Menurut Analis dari Dupoin Futures Indonesia, Andy Nugraha, tren teknikal emas masih berada dalam jalur positif.
“Candlestick dan indikator Moving Average menegaskan bahwa momentum bullish masih terjaga. Jika sentimen pasar konsisten, emas berpotensi menguji level US$3.950 dalam waktu dekat,” kata Andy dalam keterangannya.

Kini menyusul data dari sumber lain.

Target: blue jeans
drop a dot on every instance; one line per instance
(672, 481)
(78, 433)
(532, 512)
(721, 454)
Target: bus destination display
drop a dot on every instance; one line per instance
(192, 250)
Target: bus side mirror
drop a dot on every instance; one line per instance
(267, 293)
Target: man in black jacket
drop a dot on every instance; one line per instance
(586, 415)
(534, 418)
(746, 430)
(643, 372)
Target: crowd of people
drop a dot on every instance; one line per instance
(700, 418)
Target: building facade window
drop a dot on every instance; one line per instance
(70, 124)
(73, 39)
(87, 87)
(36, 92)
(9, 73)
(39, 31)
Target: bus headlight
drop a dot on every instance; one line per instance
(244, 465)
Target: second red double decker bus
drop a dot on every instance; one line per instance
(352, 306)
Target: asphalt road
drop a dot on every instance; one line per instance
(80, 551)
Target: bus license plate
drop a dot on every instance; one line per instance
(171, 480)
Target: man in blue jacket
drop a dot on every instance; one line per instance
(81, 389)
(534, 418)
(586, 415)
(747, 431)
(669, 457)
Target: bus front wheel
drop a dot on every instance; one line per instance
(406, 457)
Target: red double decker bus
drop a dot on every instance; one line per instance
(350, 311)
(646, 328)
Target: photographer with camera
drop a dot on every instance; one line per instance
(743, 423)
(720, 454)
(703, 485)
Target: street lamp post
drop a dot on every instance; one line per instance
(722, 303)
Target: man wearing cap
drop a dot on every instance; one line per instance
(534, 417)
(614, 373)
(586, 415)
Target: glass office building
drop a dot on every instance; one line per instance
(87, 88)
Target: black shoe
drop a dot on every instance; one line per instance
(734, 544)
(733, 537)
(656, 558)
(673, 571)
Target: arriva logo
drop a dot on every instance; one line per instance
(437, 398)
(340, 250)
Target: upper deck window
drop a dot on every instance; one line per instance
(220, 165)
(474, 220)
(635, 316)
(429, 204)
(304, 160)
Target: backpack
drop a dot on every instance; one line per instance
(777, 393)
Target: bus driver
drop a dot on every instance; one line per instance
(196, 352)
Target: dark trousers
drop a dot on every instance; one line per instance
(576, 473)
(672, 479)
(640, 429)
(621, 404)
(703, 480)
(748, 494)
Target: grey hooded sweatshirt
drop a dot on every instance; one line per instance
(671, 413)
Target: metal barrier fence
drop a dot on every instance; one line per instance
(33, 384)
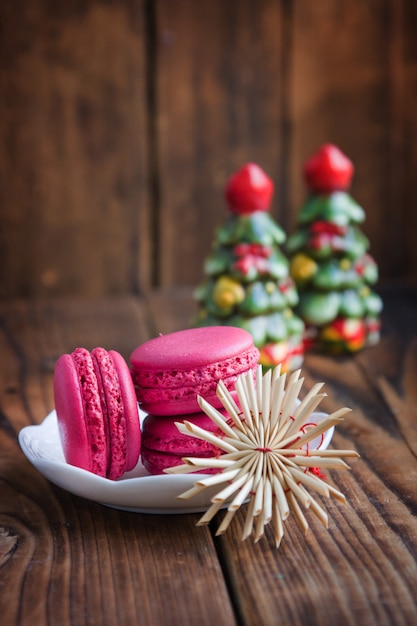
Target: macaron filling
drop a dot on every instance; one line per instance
(113, 412)
(93, 415)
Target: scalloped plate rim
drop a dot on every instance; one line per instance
(137, 491)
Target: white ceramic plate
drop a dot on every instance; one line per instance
(137, 491)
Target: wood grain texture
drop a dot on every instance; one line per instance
(64, 560)
(75, 213)
(219, 93)
(363, 569)
(352, 84)
(120, 123)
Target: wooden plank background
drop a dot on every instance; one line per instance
(120, 122)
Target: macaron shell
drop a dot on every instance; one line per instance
(163, 445)
(130, 408)
(171, 370)
(93, 414)
(70, 413)
(191, 348)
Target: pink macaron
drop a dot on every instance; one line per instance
(97, 412)
(163, 445)
(171, 370)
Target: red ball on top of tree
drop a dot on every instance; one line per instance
(249, 190)
(328, 170)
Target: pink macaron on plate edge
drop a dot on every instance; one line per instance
(137, 491)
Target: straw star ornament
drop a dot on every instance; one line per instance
(270, 454)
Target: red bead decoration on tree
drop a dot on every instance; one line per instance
(328, 170)
(249, 190)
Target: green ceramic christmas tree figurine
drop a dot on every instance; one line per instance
(247, 276)
(329, 260)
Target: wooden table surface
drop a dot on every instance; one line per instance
(65, 560)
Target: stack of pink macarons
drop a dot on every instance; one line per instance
(170, 372)
(96, 398)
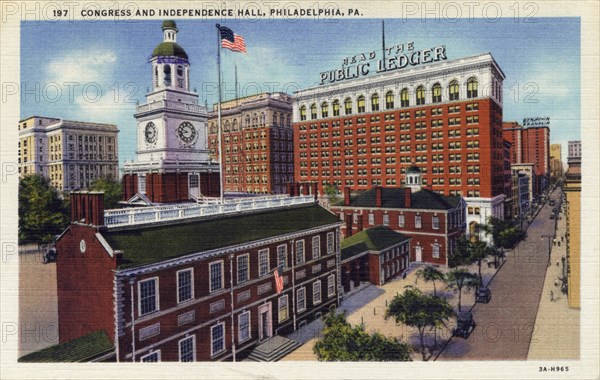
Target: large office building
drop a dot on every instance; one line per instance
(173, 162)
(257, 145)
(444, 117)
(72, 154)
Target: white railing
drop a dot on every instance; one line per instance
(145, 215)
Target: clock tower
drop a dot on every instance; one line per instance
(173, 163)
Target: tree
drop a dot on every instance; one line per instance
(431, 273)
(42, 212)
(343, 342)
(459, 279)
(415, 309)
(111, 189)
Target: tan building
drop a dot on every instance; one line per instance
(258, 155)
(72, 154)
(572, 190)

Faktor utama yang menopang reli emas kali ini adalah situasi politik di Washington. Shutdown pemerintah federal AS terus berlanjut setelah Senat gagal mencapai kesepakatan soal anggaran. Kondisi ini menunda rilis data penting, termasuk laporan Nonfarm Payrolls (NFP), yang biasanya menjadi acuan penting The Fed dan pasar keuangan. Ketidakpastian tersebut memperkuat arus masuk ke aset safe-haven, termasuk emas.
Selain faktor politik, spekulasi penurunan suku bunga Federal Reserve (The Fed) juga mendukung reli emas. Pasar saat ini menilai hampir pasti adanya pemangkasan 25 basis poin pada pertemuan Oktober. Lebih jauh, kontrak berjangka bahkan memperkirakan total penurunan hingga 47 basis poin sampai akhir tahun. Prospek suku bunga yang lebih rendah secara langsung memperlemah Dolar AS, sekaligus meningkatkan daya tarik emas sebagai aset lindung nilai.
Meski tren jangka menengah cenderung positif, pasar tidak menutup kemungkinan adanya profit taking setelah emas mencatatkan reli delapan pekan berturut-turut. Namun, para analis menilai setiap koreksi justru berpeluang dimanfaatkan investor untuk masuk kembali, mengingat ketidakpastian fiskal dan geopolitik global belum mereda.
Dari sisi data ekonomi, pasar kini menunggu rilis PMI Jasa ISM sebagai pengganti data ketenagakerjaan yang tertunda. Indeks PMI terakhir tercatat 50,0, lebih rendah dari perkiraan 51,7 dan melemah dari bulan sebelumnya di 52,0. Angka ini menambah bukti bahwa ekonomi AS mulai kehilangan momentum, yang dapat memperkuat alasan The Fed untuk memangkas suku bunga.